Expect seasonal dishes such as venison with celeriac and mugwort-smoked-beetroot and the return of Chris’s signature dish of roasted jerusalem artichokes with thickened goat’s curd, foraged mushrooms, aged parmesan, nuts, seeds and various forest herbs. “Thankfully, no one has been stranded since I’ve owned The Whitebrook, but it would be an idyllic place to be cut off from the world.” says Chris.
Overnight (including breakfast) with dinner for two, from £214; thewhitebrook.co.uk
12) Getting hygge with it
The Woodspeen, nr.

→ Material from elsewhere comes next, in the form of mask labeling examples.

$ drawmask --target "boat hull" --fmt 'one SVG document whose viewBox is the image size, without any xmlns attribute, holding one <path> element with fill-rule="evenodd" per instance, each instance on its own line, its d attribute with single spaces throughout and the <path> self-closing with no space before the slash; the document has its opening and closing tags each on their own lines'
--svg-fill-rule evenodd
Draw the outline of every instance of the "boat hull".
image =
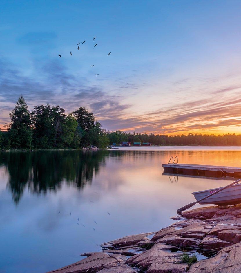
<svg viewBox="0 0 241 273">
<path fill-rule="evenodd" d="M 197 191 L 192 194 L 197 201 L 198 201 L 222 187 Z M 219 206 L 241 203 L 241 184 L 233 185 L 198 203 L 201 205 L 213 204 Z"/>
</svg>

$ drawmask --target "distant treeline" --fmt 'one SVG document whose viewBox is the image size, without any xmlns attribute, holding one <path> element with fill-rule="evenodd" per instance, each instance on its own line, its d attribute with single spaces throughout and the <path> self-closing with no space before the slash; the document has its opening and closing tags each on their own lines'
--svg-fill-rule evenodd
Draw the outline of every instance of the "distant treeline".
<svg viewBox="0 0 241 273">
<path fill-rule="evenodd" d="M 84 107 L 68 115 L 59 105 L 35 106 L 30 111 L 21 96 L 10 112 L 7 131 L 0 134 L 1 149 L 78 149 L 92 144 L 105 147 L 109 142 L 93 113 Z"/>
<path fill-rule="evenodd" d="M 215 135 L 202 134 L 180 135 L 154 135 L 153 134 L 133 134 L 121 131 L 108 132 L 110 143 L 119 144 L 122 141 L 133 142 L 151 142 L 152 145 L 158 146 L 240 146 L 241 135 L 226 134 Z"/>
<path fill-rule="evenodd" d="M 66 115 L 59 105 L 35 106 L 30 111 L 23 96 L 10 112 L 10 122 L 0 132 L 0 149 L 77 149 L 90 144 L 104 148 L 122 141 L 159 146 L 241 146 L 241 135 L 202 134 L 167 135 L 107 131 L 84 107 Z"/>
</svg>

Newbury, Berkshire
Using lots of glass, greenery and tactile natural finishes, the Scandinavians have mastered the art of creating living spaces that remain comfortable and refreshingly light-filled, no matter how bleak the weather outside. That was clearly the inspiration for architects Softroom in designing this splendid rural restaurant for John Campbell.
In a previous life as chef at the two Michelin-starred Vineyard at Stockcross, John was known for his ultra-modern food and his dazzling technical wizardry. With head chef Peter Eaton, John has developed a simpler, more ingredient-led style at the Woodspeen, one inspired by its kitchen gardens and, in autumn, local game, sometimes shot by John himself: “Being a country lad, I was shooting and fishing from the age of eight.” he says.

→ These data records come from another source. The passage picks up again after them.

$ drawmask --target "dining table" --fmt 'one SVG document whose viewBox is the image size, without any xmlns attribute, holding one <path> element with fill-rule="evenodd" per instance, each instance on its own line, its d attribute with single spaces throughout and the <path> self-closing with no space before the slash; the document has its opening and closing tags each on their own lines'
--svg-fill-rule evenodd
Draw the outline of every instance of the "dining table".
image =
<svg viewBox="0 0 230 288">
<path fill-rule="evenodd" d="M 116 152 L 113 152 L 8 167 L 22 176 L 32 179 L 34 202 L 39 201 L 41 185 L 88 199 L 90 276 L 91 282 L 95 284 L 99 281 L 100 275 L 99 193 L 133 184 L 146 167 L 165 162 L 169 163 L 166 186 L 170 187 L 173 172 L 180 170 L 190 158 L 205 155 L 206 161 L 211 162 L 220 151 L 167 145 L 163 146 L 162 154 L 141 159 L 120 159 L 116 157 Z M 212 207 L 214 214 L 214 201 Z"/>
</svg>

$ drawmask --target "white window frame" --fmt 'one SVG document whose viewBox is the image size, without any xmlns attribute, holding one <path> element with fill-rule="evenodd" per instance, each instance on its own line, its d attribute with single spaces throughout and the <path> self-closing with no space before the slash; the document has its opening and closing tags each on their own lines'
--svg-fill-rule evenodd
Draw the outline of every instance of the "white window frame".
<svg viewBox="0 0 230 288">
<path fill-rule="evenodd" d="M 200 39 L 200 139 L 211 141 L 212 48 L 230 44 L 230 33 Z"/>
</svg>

Seasonal dishes such as pumpkin soup with wild rabbit tortellini, venison loin and faggots with soft onions or a sharing pickled plum tart with fig leaf ice-cream are exacting in every detail, but less showy on the plate. “We use traditional methods and we understand each minute of the process to maintain the essence of the ingredient, but any wizardry is in the background; silent, allowing the dish to be honest and tasty.” says John.
Starters from £10, mains from £18; thewoodspeen.com
13) Big foodie blow-out
Moor Hall, Aughton, Lancashire
Nothing banishes the seasonal gloom like a big blow-out on incredible food and, this winter, Moor Hall will be the go-to restorative for ardent foodies. Due to open in December, it will be run by former L’Enclume chef, Mark Birchall, who’s promising food as ravishing as the transformation of this 16th-century manor house. “We’re doing it properly, no shortcuts. It’s got to look stunning in 15 or 20 years,” says Mark, of a building already blessed with oak beams, wood panelling and huge open fires. That Moor Hall will eventually include a walled produce garden, an on-site dairy and a meat-aging room, tells you everything. This is one serious gastronomic endeavour.
Dinner from £60; moor-hall.co.uk
14) Dream Sunday lunch
The Hole In The Wall, nr. Cambridge
Weekend plans rained-off? Treat yourself to Sunday lunch, preferably at the Hole in Little Wilbraham. Run by 2010 MasterChef finalist Alex Rushmer, this is a 16th-century dining pub that offers maximum comfort – sofas in the bar, open fires, unfiltered ales from Grain brewery – and real culinary dedication. “Everything is done from scratch using quality produce. We treat Sunday lunch with as much respect as we do more refined dishes.” says Alex. The table is yours for the afternoon, so take your time over bourbon-cured salmon with vanilla crème fraîche and a pepper tuile followed by organic beef with glazed carrots, charred onions and Alex’s legendary roasties.